Outline is not for everyone, as there is some technical ability required and there are costs for hosting. Even with a trusted VPN and adequate technical support, it's important to follow other essential cybersecurity best practices, including those outlined in the Cybersecurity Handbooks for Civil Society Organizations, Political Parties or Parliaments.
The Outline client for your phone or computer and Outline Manager software are free, but hosting your own server will come with costs. Using the Outline Manager to create a VPN server on hosting provider DigitalOcean is easy, and it will cost approximately $5 per month for hosting. If you and those you have shared your Outline server with are making heavy use of it, you can incur additional cost for bandwidth overages.
The Outline client (available on iOS, Android, Windows, Linux, and Mac) is very easy to install and connect to an existing server.
Installation of an Outline server is more complicated, but the Outline docs are quite clear and easy to follow. Outline has a one-click installer for the Digital Ocean hosting platform, which can be created without any technical expertise. Documentation for server deployment with other hosting providers is clear and users with some familiarity with a command line will be able to install the Outline VPN without much difficulty.
There is a contact form available to message the team behind the Outline system, but no formal support.
The Outline client apps should be updated as any other software when new versions are released. The Outline Server is designed with automatic systems to run updates on a regular basis without intervention.
The base operating system and applications for your server should be updated as usual.

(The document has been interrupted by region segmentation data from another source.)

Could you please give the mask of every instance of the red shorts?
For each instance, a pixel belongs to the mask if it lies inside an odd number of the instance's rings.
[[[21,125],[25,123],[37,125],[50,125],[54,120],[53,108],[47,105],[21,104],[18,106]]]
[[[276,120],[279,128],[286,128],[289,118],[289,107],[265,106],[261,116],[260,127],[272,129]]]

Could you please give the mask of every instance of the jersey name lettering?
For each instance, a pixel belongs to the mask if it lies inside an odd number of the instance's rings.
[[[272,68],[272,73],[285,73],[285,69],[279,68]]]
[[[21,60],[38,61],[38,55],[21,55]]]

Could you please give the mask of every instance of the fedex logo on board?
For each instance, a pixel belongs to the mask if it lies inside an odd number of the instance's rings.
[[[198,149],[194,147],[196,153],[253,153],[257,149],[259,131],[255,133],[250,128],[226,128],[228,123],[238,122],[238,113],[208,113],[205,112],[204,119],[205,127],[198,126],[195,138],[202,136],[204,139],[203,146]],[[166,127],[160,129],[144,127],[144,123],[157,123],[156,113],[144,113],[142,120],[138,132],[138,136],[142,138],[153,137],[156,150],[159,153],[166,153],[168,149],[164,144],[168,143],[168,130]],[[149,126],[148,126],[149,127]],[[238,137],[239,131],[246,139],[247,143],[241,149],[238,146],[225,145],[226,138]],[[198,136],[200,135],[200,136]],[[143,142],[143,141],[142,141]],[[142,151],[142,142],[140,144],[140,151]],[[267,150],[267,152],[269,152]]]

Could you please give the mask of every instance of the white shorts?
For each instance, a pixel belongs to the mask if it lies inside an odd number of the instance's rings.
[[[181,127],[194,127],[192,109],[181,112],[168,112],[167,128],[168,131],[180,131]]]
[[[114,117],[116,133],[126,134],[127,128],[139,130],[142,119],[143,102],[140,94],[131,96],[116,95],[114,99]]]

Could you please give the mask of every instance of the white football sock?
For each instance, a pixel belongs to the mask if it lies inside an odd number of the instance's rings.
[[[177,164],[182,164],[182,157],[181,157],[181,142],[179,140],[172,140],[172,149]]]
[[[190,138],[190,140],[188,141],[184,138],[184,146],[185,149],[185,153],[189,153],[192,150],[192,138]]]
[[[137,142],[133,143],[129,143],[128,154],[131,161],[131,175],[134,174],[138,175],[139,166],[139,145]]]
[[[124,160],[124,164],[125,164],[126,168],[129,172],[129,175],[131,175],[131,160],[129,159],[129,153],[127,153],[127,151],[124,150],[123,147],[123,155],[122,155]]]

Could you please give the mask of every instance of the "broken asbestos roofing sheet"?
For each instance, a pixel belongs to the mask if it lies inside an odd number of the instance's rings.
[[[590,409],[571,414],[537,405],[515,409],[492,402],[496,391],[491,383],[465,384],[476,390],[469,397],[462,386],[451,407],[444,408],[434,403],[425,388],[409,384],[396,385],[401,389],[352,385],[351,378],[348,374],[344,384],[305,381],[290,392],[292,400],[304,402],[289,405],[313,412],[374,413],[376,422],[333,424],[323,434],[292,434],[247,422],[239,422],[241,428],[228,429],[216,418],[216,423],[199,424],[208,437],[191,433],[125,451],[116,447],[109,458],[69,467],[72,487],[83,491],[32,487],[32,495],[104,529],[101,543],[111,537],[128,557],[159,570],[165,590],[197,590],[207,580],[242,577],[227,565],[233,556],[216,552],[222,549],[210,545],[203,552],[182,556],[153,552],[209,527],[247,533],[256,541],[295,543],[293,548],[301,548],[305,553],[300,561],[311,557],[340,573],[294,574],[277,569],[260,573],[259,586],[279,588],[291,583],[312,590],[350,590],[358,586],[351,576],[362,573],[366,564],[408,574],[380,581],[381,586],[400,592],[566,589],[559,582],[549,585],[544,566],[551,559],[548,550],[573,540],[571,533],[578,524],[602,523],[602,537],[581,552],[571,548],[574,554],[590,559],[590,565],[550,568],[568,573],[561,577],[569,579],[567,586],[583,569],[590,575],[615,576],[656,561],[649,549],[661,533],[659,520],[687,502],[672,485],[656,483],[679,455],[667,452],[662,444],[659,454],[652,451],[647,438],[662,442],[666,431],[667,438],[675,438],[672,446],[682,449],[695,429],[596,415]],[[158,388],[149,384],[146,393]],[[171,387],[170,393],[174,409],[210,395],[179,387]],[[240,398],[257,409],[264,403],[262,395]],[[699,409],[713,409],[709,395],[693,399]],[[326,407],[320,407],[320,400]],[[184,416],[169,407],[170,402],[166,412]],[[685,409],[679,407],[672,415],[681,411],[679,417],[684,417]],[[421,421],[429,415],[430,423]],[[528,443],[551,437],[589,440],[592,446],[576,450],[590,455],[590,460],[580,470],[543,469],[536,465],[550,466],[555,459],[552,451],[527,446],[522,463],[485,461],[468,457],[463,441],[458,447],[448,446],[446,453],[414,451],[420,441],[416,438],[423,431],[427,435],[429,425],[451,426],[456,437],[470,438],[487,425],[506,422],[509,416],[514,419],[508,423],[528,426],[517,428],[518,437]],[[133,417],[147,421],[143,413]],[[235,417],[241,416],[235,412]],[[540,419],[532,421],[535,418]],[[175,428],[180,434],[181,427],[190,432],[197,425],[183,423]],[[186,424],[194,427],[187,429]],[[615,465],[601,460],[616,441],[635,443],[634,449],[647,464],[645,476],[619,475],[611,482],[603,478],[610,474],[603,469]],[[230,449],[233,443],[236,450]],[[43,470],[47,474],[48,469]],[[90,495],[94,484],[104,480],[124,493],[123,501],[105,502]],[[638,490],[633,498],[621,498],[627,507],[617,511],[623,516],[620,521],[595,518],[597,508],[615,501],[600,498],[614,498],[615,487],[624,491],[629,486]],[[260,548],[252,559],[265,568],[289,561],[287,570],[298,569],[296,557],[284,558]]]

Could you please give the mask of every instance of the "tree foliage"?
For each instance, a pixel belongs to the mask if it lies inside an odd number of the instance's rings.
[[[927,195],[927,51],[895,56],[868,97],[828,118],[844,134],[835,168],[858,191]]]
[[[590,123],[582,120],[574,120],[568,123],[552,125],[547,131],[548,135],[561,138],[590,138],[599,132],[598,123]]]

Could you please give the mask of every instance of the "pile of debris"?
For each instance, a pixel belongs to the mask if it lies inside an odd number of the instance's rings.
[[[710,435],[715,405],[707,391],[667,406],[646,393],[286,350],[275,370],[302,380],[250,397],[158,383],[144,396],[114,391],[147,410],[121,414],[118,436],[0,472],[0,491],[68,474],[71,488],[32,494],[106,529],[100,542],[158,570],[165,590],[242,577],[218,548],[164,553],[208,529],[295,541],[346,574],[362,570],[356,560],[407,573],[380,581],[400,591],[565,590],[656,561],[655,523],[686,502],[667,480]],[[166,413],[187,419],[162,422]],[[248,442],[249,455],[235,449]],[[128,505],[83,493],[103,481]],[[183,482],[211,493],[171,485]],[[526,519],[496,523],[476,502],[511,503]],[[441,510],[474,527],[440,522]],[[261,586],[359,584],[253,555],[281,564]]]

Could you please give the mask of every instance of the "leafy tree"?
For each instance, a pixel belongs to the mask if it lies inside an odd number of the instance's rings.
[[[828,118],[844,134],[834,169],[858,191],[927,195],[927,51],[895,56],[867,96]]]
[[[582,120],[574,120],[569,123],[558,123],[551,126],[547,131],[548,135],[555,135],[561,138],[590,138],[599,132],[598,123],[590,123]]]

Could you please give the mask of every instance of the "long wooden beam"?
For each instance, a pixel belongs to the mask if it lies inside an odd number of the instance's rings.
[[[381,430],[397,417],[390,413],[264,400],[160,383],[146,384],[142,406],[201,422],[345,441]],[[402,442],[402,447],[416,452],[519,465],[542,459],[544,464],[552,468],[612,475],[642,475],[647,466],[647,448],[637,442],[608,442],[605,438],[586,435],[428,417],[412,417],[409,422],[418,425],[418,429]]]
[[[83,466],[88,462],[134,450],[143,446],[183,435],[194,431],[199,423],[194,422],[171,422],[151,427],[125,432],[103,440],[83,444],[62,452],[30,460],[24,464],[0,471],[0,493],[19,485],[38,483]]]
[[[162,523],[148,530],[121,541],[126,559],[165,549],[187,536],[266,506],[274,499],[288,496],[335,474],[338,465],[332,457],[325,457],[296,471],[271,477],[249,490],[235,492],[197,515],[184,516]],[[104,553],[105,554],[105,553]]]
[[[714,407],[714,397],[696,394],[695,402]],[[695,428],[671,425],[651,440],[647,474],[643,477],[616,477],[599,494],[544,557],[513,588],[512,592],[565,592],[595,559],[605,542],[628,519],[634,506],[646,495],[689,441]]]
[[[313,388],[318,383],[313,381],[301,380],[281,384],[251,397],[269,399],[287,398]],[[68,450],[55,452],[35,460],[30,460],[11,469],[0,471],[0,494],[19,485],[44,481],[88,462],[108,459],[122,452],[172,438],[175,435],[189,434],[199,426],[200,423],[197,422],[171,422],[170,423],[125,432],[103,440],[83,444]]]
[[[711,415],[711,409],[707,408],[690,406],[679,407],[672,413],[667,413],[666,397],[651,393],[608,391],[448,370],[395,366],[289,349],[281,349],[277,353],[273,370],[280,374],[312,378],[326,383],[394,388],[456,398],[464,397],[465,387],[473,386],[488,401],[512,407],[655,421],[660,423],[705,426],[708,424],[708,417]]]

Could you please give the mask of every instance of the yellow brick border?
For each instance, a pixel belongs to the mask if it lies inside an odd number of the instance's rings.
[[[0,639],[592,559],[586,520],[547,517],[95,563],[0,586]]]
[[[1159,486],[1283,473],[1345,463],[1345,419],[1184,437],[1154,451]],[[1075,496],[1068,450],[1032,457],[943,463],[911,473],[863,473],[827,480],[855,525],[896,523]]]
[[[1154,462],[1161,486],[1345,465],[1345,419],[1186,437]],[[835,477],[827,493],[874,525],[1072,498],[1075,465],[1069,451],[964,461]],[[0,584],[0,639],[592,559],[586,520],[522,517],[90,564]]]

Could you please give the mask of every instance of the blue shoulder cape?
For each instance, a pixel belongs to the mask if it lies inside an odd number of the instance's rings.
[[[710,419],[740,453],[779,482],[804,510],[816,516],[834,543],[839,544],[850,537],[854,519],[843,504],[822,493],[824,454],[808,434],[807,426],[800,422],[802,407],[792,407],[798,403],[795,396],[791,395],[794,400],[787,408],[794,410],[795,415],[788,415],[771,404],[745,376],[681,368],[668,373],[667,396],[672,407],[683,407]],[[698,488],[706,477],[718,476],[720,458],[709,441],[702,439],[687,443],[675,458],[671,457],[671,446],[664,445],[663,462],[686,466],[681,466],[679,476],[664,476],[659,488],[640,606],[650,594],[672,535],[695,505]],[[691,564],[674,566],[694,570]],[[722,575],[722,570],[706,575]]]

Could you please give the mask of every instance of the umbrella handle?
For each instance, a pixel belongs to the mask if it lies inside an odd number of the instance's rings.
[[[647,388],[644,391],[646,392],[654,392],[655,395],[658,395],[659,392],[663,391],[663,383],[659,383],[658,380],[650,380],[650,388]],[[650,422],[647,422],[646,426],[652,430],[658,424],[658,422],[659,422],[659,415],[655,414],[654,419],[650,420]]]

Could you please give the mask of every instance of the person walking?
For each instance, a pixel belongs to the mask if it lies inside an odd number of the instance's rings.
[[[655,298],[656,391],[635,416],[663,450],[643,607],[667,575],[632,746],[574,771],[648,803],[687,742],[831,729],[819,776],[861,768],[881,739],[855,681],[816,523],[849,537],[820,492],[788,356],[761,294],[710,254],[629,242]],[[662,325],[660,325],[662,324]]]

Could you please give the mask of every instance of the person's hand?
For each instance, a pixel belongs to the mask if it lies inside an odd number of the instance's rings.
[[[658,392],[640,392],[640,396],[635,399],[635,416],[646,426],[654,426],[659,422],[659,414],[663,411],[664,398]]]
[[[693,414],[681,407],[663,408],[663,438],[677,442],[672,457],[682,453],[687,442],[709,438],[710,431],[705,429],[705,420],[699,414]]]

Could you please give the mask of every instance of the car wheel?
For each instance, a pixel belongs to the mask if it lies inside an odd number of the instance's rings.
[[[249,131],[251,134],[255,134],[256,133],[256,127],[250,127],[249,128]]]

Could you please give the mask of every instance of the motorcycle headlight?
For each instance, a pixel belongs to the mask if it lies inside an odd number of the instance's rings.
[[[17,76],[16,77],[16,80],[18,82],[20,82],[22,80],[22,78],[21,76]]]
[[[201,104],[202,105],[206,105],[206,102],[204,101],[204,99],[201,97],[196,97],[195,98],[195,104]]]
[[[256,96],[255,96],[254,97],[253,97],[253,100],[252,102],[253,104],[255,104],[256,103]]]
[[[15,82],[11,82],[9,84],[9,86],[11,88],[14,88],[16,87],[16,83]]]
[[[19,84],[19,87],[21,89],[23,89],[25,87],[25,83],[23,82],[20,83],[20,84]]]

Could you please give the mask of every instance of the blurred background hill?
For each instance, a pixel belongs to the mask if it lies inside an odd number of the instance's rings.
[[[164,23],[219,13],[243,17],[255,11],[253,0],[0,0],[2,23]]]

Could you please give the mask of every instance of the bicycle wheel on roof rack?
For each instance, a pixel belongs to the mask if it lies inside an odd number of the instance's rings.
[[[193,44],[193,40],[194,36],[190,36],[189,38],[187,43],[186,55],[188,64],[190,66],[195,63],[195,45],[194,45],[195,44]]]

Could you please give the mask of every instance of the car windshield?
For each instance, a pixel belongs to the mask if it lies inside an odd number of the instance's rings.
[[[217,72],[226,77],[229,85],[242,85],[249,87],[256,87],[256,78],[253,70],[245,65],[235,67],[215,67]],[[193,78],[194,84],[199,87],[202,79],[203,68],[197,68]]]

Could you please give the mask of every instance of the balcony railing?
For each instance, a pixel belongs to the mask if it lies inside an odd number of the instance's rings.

Whoever is managing the Outline server theoretically has access to see what sites on the internet VPN users are connecting to. Outline does nothing to provide these capabilities, and logs no information, but the Outline Server administrator could see this data. It is also theoretically possible for the server hosting company – eg, Digital Ocean or AWS – to reverse engineer your connection to track your internet activity, but that is also quite unlikely.